Although the pathways described above produce a wide range of fuel-like molecules, there are many other molecules that one might want to produce, such as short, highly branched hydrocarbons (e.g., 2,2,4-trimethyl pentane or isooctane) that would be excellent substitutes for petroleum-derived gasoline. Additionally, most petroleum fuels are mixtures of large numbers of components that together create the many important properties of the fuels. It should be possible to engineer single microbes or microbial consortia to produce a mixture of fuels from one of the biosynthetic pathways or from multiple biosynthetic pathways. Indeed, some enzymes produce mixtures of products from a single precursor—maybe these enzymes could be tuned to produce a fuel mixture ideal for a particular engine type or climate.
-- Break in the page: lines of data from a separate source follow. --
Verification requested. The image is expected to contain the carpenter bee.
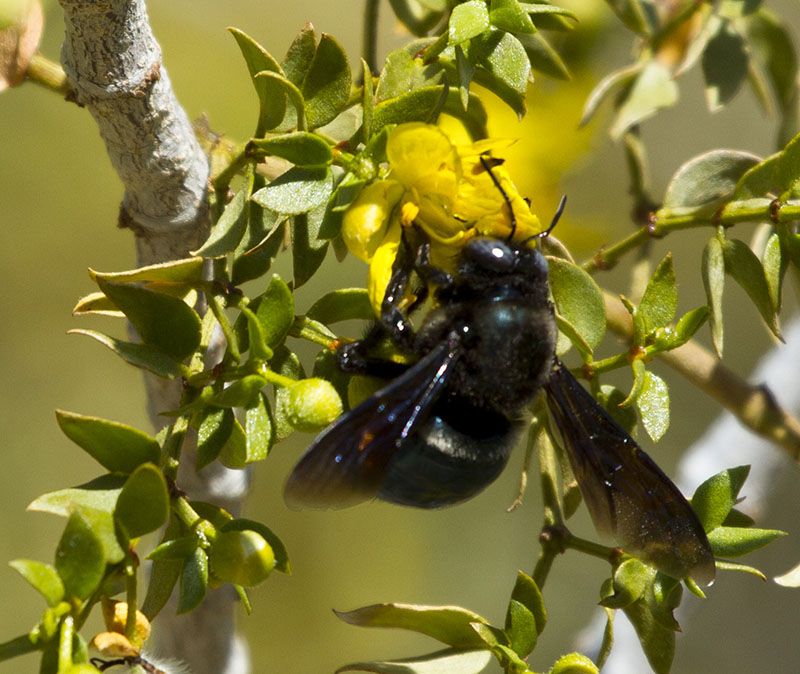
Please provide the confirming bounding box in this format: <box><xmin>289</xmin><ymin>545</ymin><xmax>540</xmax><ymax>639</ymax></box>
<box><xmin>285</xmin><ymin>168</ymin><xmax>715</xmax><ymax>584</ymax></box>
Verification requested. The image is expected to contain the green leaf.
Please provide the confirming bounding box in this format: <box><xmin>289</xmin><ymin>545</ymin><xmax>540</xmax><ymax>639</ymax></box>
<box><xmin>708</xmin><ymin>526</ymin><xmax>786</xmax><ymax>557</ymax></box>
<box><xmin>254</xmin><ymin>70</ymin><xmax>308</xmax><ymax>135</ymax></box>
<box><xmin>549</xmin><ymin>653</ymin><xmax>600</xmax><ymax>674</ymax></box>
<box><xmin>97</xmin><ymin>278</ymin><xmax>201</xmax><ymax>360</ymax></box>
<box><xmin>292</xmin><ymin>203</ymin><xmax>332</xmax><ymax>288</ymax></box>
<box><xmin>761</xmin><ymin>232</ymin><xmax>788</xmax><ymax>313</ymax></box>
<box><xmin>255</xmin><ymin>274</ymin><xmax>294</xmax><ymax>350</ymax></box>
<box><xmin>228</xmin><ymin>28</ymin><xmax>286</xmax><ymax>136</ymax></box>
<box><xmin>334</xmin><ymin>604</ymin><xmax>488</xmax><ymax>648</ymax></box>
<box><xmin>300</xmin><ymin>33</ymin><xmax>351</xmax><ymax>129</ymax></box>
<box><xmin>251</xmin><ymin>166</ymin><xmax>333</xmax><ymax>215</ymax></box>
<box><xmin>638</xmin><ymin>253</ymin><xmax>678</xmax><ymax>333</ymax></box>
<box><xmin>447</xmin><ymin>0</ymin><xmax>489</xmax><ymax>46</ymax></box>
<box><xmin>623</xmin><ymin>599</ymin><xmax>675</xmax><ymax>674</ymax></box>
<box><xmin>55</xmin><ymin>510</ymin><xmax>106</xmax><ymax>599</ymax></box>
<box><xmin>511</xmin><ymin>571</ymin><xmax>547</xmax><ymax>634</ymax></box>
<box><xmin>250</xmin><ymin>131</ymin><xmax>333</xmax><ymax>166</ymax></box>
<box><xmin>489</xmin><ymin>0</ymin><xmax>536</xmax><ymax>33</ymax></box>
<box><xmin>178</xmin><ymin>548</ymin><xmax>208</xmax><ymax>614</ymax></box>
<box><xmin>28</xmin><ymin>475</ymin><xmax>125</xmax><ymax>517</ymax></box>
<box><xmin>702</xmin><ymin>21</ymin><xmax>749</xmax><ymax>112</ymax></box>
<box><xmin>722</xmin><ymin>239</ymin><xmax>783</xmax><ymax>340</ymax></box>
<box><xmin>141</xmin><ymin>517</ymin><xmax>183</xmax><ymax>621</ymax></box>
<box><xmin>208</xmin><ymin>374</ymin><xmax>267</xmax><ymax>407</ymax></box>
<box><xmin>372</xmin><ymin>85</ymin><xmax>443</xmax><ymax>136</ymax></box>
<box><xmin>192</xmin><ymin>185</ymin><xmax>250</xmax><ymax>257</ymax></box>
<box><xmin>466</xmin><ymin>28</ymin><xmax>531</xmax><ymax>117</ymax></box>
<box><xmin>636</xmin><ymin>370</ymin><xmax>669</xmax><ymax>442</ymax></box>
<box><xmin>578</xmin><ymin>63</ymin><xmax>644</xmax><ymax>126</ymax></box>
<box><xmin>691</xmin><ymin>466</ymin><xmax>750</xmax><ymax>531</ymax></box>
<box><xmin>8</xmin><ymin>559</ymin><xmax>64</xmax><ymax>607</ymax></box>
<box><xmin>89</xmin><ymin>257</ymin><xmax>203</xmax><ymax>284</ymax></box>
<box><xmin>663</xmin><ymin>150</ymin><xmax>759</xmax><ymax>209</ymax></box>
<box><xmin>195</xmin><ymin>407</ymin><xmax>234</xmax><ymax>471</ymax></box>
<box><xmin>221</xmin><ymin>517</ymin><xmax>292</xmax><ymax>573</ymax></box>
<box><xmin>701</xmin><ymin>236</ymin><xmax>725</xmax><ymax>358</ymax></box>
<box><xmin>67</xmin><ymin>329</ymin><xmax>182</xmax><ymax>379</ymax></box>
<box><xmin>306</xmin><ymin>288</ymin><xmax>375</xmax><ymax>325</ymax></box>
<box><xmin>519</xmin><ymin>33</ymin><xmax>570</xmax><ymax>80</ymax></box>
<box><xmin>548</xmin><ymin>257</ymin><xmax>606</xmax><ymax>350</ymax></box>
<box><xmin>610</xmin><ymin>60</ymin><xmax>678</xmax><ymax>140</ymax></box>
<box><xmin>114</xmin><ymin>464</ymin><xmax>169</xmax><ymax>538</ymax></box>
<box><xmin>56</xmin><ymin>410</ymin><xmax>161</xmax><ymax>473</ymax></box>
<box><xmin>244</xmin><ymin>392</ymin><xmax>275</xmax><ymax>464</ymax></box>
<box><xmin>336</xmin><ymin>648</ymin><xmax>492</xmax><ymax>674</ymax></box>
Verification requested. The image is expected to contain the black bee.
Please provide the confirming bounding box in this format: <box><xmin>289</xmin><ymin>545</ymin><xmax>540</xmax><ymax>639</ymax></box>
<box><xmin>285</xmin><ymin>177</ymin><xmax>715</xmax><ymax>584</ymax></box>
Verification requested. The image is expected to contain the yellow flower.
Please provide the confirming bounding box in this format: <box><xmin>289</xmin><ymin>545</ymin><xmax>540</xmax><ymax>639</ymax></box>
<box><xmin>342</xmin><ymin>122</ymin><xmax>543</xmax><ymax>315</ymax></box>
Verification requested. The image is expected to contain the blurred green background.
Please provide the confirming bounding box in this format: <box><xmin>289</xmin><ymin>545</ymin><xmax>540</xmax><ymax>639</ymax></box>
<box><xmin>0</xmin><ymin>0</ymin><xmax>800</xmax><ymax>674</ymax></box>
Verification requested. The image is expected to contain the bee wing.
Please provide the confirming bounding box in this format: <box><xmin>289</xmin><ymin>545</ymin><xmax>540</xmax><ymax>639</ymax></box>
<box><xmin>284</xmin><ymin>339</ymin><xmax>458</xmax><ymax>508</ymax></box>
<box><xmin>545</xmin><ymin>360</ymin><xmax>716</xmax><ymax>585</ymax></box>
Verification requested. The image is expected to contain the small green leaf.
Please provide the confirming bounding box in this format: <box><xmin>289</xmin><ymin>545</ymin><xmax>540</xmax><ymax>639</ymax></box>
<box><xmin>178</xmin><ymin>548</ymin><xmax>208</xmax><ymax>614</ymax></box>
<box><xmin>292</xmin><ymin>202</ymin><xmax>332</xmax><ymax>288</ymax></box>
<box><xmin>610</xmin><ymin>60</ymin><xmax>678</xmax><ymax>140</ymax></box>
<box><xmin>708</xmin><ymin>526</ymin><xmax>786</xmax><ymax>557</ymax></box>
<box><xmin>300</xmin><ymin>33</ymin><xmax>351</xmax><ymax>129</ymax></box>
<box><xmin>250</xmin><ymin>131</ymin><xmax>333</xmax><ymax>166</ymax></box>
<box><xmin>208</xmin><ymin>374</ymin><xmax>267</xmax><ymax>407</ymax></box>
<box><xmin>663</xmin><ymin>150</ymin><xmax>759</xmax><ymax>209</ymax></box>
<box><xmin>722</xmin><ymin>239</ymin><xmax>783</xmax><ymax>340</ymax></box>
<box><xmin>228</xmin><ymin>28</ymin><xmax>286</xmax><ymax>136</ymax></box>
<box><xmin>578</xmin><ymin>63</ymin><xmax>644</xmax><ymax>126</ymax></box>
<box><xmin>549</xmin><ymin>653</ymin><xmax>600</xmax><ymax>674</ymax></box>
<box><xmin>192</xmin><ymin>186</ymin><xmax>250</xmax><ymax>257</ymax></box>
<box><xmin>636</xmin><ymin>370</ymin><xmax>669</xmax><ymax>442</ymax></box>
<box><xmin>306</xmin><ymin>288</ymin><xmax>375</xmax><ymax>325</ymax></box>
<box><xmin>221</xmin><ymin>517</ymin><xmax>292</xmax><ymax>573</ymax></box>
<box><xmin>505</xmin><ymin>599</ymin><xmax>538</xmax><ymax>658</ymax></box>
<box><xmin>548</xmin><ymin>258</ymin><xmax>606</xmax><ymax>350</ymax></box>
<box><xmin>251</xmin><ymin>166</ymin><xmax>333</xmax><ymax>215</ymax></box>
<box><xmin>638</xmin><ymin>253</ymin><xmax>678</xmax><ymax>333</ymax></box>
<box><xmin>489</xmin><ymin>0</ymin><xmax>536</xmax><ymax>33</ymax></box>
<box><xmin>56</xmin><ymin>410</ymin><xmax>161</xmax><ymax>473</ymax></box>
<box><xmin>701</xmin><ymin>236</ymin><xmax>725</xmax><ymax>358</ymax></box>
<box><xmin>28</xmin><ymin>475</ymin><xmax>125</xmax><ymax>517</ymax></box>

To make these new fuels economically viable, we must tap into inexpensive carbon sources (namely, sugars from cellulosic biomass). Given the variety of sugars in cellulosic biomass, the fuel producer must be able to consume both five- and six-carbon sugars. Because many yeasts do not consume five-carbon sugars, recent developments in engineering yeast to catabolize these sugars will make production of these fuels more economically viable (Wisselink et al., 2009). Engineering fuel-producing microorganisms to secrete cellulases and hemicellulases to depolymerize these sugar polymers into sugars before uptake and conversion into fuels has the potential to substantially reduce the cost of producing the fuel.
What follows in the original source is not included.